Crystal structure of biotin synthase, an S-adenosylmethionine-dependent radical enzyme

Abstract

The crystal structure of biotin synthase from Escherichia coli in complex with S-adenosyl-L-methionine and dethiobiotin has been determined to 3.4 angstrom resolution. This structure addresses how "AdoMet radical" or "radical SAM" enzymes use Fe4S4 clusters and S-adenosyl-L-methionine to generate organic radicals. Biotin synthase catalyzes the radical-mediated insertion of sulfur into dethiobiotin to form biotin. The structure places the substrates between the Fe4S4 cluster, essential for radical generation, and the Fe2S2 cluster, postulated to be the source of sulfur, with both clusters in unprecedented coordination environments.

Scheme 1.

Overall reaction catalyzed by BioB.

Fig.1.

(A) Structure of BioB, FeS clusters, and bound AdoMet and DTB. BioB exists as a homodimer in solution (11) and we find two possible dimeric relationships between BioB monomers in the crystal. The dimer shown here buries 17.6% of the monomer surface area (13,249 Ų) and is likely to be physiologically relevant. An anomalous Fourier electron density map, calculated with data collected at the Fe absorption peak wavelength (1.73827 Å) and phases from the polypeptide portion of the model, is contoured at 3σ in black mesh. These electron density peaks represent the positions of the four FeS clusters in this dimeric structure. There are no other features of a similar size in the electron density map. The FeS clusters are shown as ball-and-stick representations, with brown Fe atoms and yellow S atoms. In addition, we find one AdoMet (red) and one DTB (green) per subunit. Figures 1A and 2 were prepared with PyMOL (42). (B) Topology diagram of the BioB TIM barrel showing the location of important residues with respect to the β strands (arrows, numbered 1 to 8). The numbers to the left of each β strand correspond to the N-terminal residue of that secondary structure element. Ligands to the Fe₄S₄ cluster are in black, ligands to the Fe₂S₂ cluster are in red, and residues that contact the Fe₂S₂ cluster ligand Arg²⁶⁰ are in pink.
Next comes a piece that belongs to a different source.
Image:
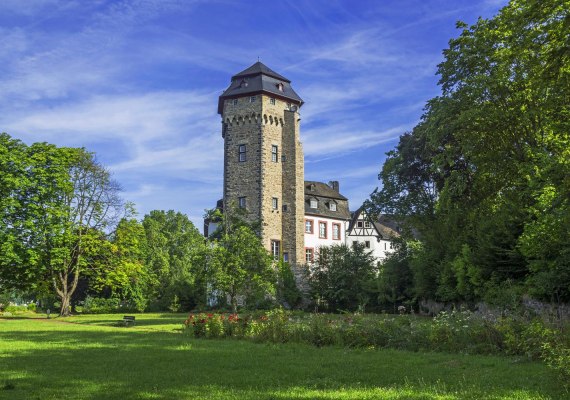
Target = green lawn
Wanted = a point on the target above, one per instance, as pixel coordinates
(86, 358)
AdoMet contacts (blue) include Ala¹⁰⁰, Trp¹⁰², and Arg¹⁷³, which form hydrogen bonds to the amino acid moiety; Asp¹⁵⁵ and Asn¹⁵³, which form hydrogen bonds to the ribose hydroxyl groups (Fig. 2A); Tyr⁵⁹ and Ile¹⁹², which stack against the adenine ring (Fig. 2A); and Val²²⁵, which forms backbone hydrogen bonds to the adenine ring. Residues in position to form hydrogen bonds to DTB (brown) include Asn¹⁵¹, Asn¹⁵³, and Asn²²², which contact the DTB ureido ring (Fig. 2C), and Thr²⁹² and Thr²⁹³, which contact the carboxylate tail. Asterisks denote main-chain interactions.

Fig.2.

(A) Stereo view of the Fe₄S₄ cluster with AdoMet bound. Conserved side-chain contacts between BioB and AdoMet are indicated, and AdoMet is shown in a simulated annealing omit map contoured at 4.5σ (orange). DTB is omitted for clarity. Color code: C, gray; O, red; N, blue; S, yellow; Fe, brown. (B) Stereo view of the active site, focusing on the Fe₂S₂ cluster and its ligands. The unusual Arg²⁶⁰ ligand is shown in a simulated annealing omit map contoured at 4.5σ. In addition to the Fe₂S₂ cluster, Arg²⁶⁰ interacts with Ser⁴³, Ser²¹⁸, Ser²⁸³, and Arg⁹⁵. Also shown are the positions of the Fe₄S₄ cluster, AdoMet, and DTB with respect to the Fe₂S₂ cluster. (C) Stereo view of DTB interacting with AdoMet and conserved residues Asn²²², Asn¹⁵¹, and Asn¹⁵³ in the active site. Potential hydrogen bonds between Asn²²² and DTB are drawn as dashed lines. The stacking of the carboxylate tail of DTB and the adenine ring of AdoMet is visible in the orientation, although contacts with Thr²⁹² and Thr²⁹³ are not. DTB is shown in a simulated annealing omit map contoured at 4.0σ.